I have different *.scss files in my src folder and I want one file to be compiled in its own separate folder.
Lets assume I have the files normalFile_1.scss, specialFile.scss, normalFile_2.scss. I want the two normal files to be compiled to the folder Public/Css, the special file however should end up in the folder Public/Css/Special.

I have tried to get the current filename in the task with gulp-tap, which works fine.

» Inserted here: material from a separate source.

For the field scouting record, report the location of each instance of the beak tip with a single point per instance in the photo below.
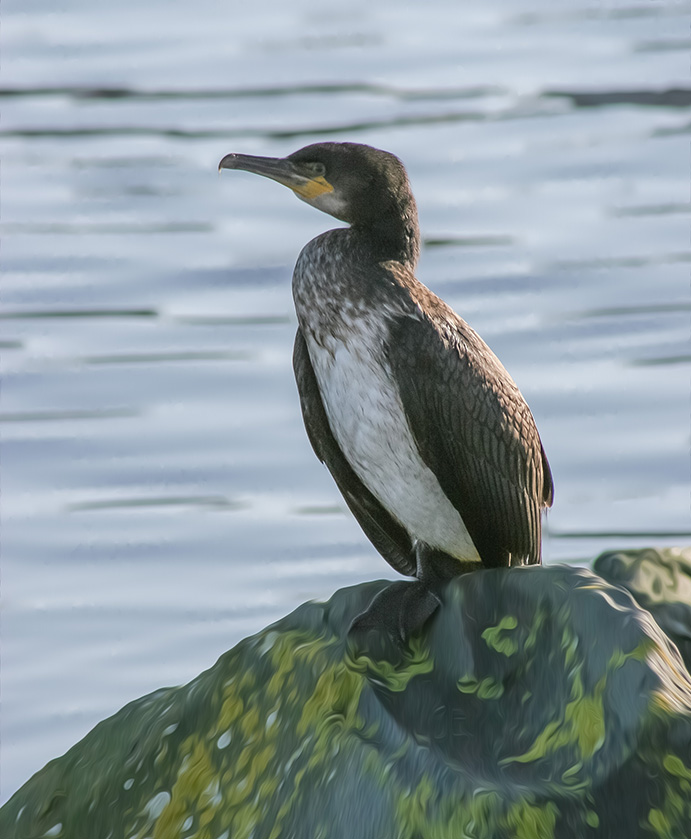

.pipe($.tap(function (file, t) {
      filename = path.basename(file.path);
      console.log(filename); //outputs normalFile_1.css, specialFile.css, normalFile_2.css
}))

And with gulp-if I then wanted to switch the output folder based on the filename variable (PATHS.dist is the output "root" folder Public):

.pipe($.if(filename == 'specialFile.css', gulp.dest(PATHS.dist + '/Css/Special'), gulp.dest(PATHS.dist + '/Css')));

But everything still ends up in the Public/Css folder. Why does this not work? Is this even a good way of trying to accomplish that or are there better methods?

There are two ways to do this shown below:

var gulp = require("gulp");
var sass = require("gulp-sass");
var rename = require("gulp-rename");
var path = require('path');

gulp.task('sass', function () {

  return gulp.src('src/*.scss')
    .pipe(sass().on('error', sass.logError))

    .pipe(rename(function (path) {
      if (path.basename == "specialFile") {
        path.dirname = "Special";
      }
    }))

    .pipe(gulp.dest('Public/Css'))

  //   .pipe(gulp.dest(function(file) {
  //     var temp = file.path.split(path.sep);
  //     var baseName = temp[temp.length - 1].split('.')[0];
  //     console.log(baseName);
  //     if (baseName == "specialFile") {
  //       return 'Public/Css/Special';
  //     }
  //     else return 'Public/Css';
  // }))

});

gulp.task('default', ['sass']);

Obviously I suggest the rename version.

[Why a simple file.stem or file.basename doesn't work for me in the gulp.dest(function (file) {} version I don't know - that would certainly be easier but I just get undefined.]